V. The order given by defendant, either on the day or day after the day fixed for the delivery, was an admission that the goods were ready for delivery, and he can not now be permitted to contradict it. This act of his was such as to induce others to believe that the goods were ready, and to act upon that belief and to alter their circumstances. The rule of law is clear that where one by his words or conduct induces or causes another to believe in the existence of a certain state of things, and to act on that belief so as to alter his own previous position, that person is concluded from averring a different state of things existing at the same time. But if this view as to the admissibility of the evidence is incorrect, it is insisted that the other view taken must be correct; that this order, coming into the hands of the purchaser under the circumstances mentioned, is prima facie evidence that the flour was ready, that everything had been done to it that had to be done to it to put it into deliverable condition; and it remains for the defendant to show to the contrary. This he has failed to do; he has failed to show that any separation was necessary; he has failed to show that there was any larger number of barrels of the same brand from which it had to be separated. There is no evidence tending even to show that there was any more flour of the same sort in the defendant's mill. The brand “Eagle Steam” distinguishes it from all other flour of a different brand; that identification is sufficient. (Scudder v. Worster, 11 Cush. 573.) The “separate identity” of the goods is sufficiently shown. More than all this, the general rule that, where goods are mixed with a larger quantity of the same sort, the property does not pass, does not apply in all cases. The intention of the parties, as shown by the evidence, must be looked to; and if it appears to have been their intention that the property should pass, the fact that something remained to be done will not control that intention. (Story on Sales, § 298; Kimberly v. Patchin, 19 N. Y. 330; Horr v. Barker, 8 Cal 603; Whitehouse v. Frost, 12 East. 614.)

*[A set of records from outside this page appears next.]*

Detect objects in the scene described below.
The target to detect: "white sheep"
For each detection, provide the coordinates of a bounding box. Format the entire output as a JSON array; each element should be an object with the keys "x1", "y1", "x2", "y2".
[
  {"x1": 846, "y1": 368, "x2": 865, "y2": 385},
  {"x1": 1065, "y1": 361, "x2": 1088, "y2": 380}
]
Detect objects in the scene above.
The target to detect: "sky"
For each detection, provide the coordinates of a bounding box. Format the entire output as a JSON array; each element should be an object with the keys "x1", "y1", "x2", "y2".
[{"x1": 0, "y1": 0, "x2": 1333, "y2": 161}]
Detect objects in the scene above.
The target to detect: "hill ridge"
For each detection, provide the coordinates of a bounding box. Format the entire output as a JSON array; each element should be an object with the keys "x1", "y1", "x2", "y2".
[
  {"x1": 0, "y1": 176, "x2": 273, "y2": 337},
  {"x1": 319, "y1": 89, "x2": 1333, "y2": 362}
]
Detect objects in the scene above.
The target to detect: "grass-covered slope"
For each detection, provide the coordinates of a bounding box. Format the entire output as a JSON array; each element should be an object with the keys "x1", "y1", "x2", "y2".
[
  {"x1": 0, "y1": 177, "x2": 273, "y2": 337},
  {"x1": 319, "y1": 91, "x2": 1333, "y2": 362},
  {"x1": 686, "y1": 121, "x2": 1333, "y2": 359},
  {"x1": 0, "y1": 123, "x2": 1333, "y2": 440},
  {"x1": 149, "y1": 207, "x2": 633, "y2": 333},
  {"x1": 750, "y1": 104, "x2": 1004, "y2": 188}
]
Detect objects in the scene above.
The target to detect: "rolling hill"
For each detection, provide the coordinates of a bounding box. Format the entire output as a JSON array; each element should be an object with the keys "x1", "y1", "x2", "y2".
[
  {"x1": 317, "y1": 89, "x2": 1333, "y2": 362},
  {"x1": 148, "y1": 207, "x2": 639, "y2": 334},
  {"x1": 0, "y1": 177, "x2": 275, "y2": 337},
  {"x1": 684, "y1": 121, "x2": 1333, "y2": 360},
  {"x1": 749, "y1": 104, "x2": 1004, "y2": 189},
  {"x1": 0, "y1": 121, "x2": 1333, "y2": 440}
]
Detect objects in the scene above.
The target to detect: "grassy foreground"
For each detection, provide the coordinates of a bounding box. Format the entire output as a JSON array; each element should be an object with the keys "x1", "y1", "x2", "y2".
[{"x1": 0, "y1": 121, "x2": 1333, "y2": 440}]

VI. It does not appear that the condition of the sale was cash, and that delivery was made sub conditione. At the time of the agreement nothing was said as to when payment should be made, but the acts of the parties and their previous course of dealings show that there was no such condition; and it will be inferred from these previous dealings with each other that it was not expected that payment and delivery should be simultaneous. But even though it was a condition of the sale that the goods should be paid for on delivery, and they are delivered without demanding payment, the presumption is that payment is waived. (Smith v. Lynnes, 5 N. Y. 41; Carleton v. Sumner, 4 Pick. 516; Shindler v. Houston, 1 Den. 51.) It is submitted that the authorities referred to are conclusive that the delivery of this order after the agreement of sale was a delivery of the property, independent of any custom. And it is insisted that the evidence shows that this was a customary mode of delivering property of that...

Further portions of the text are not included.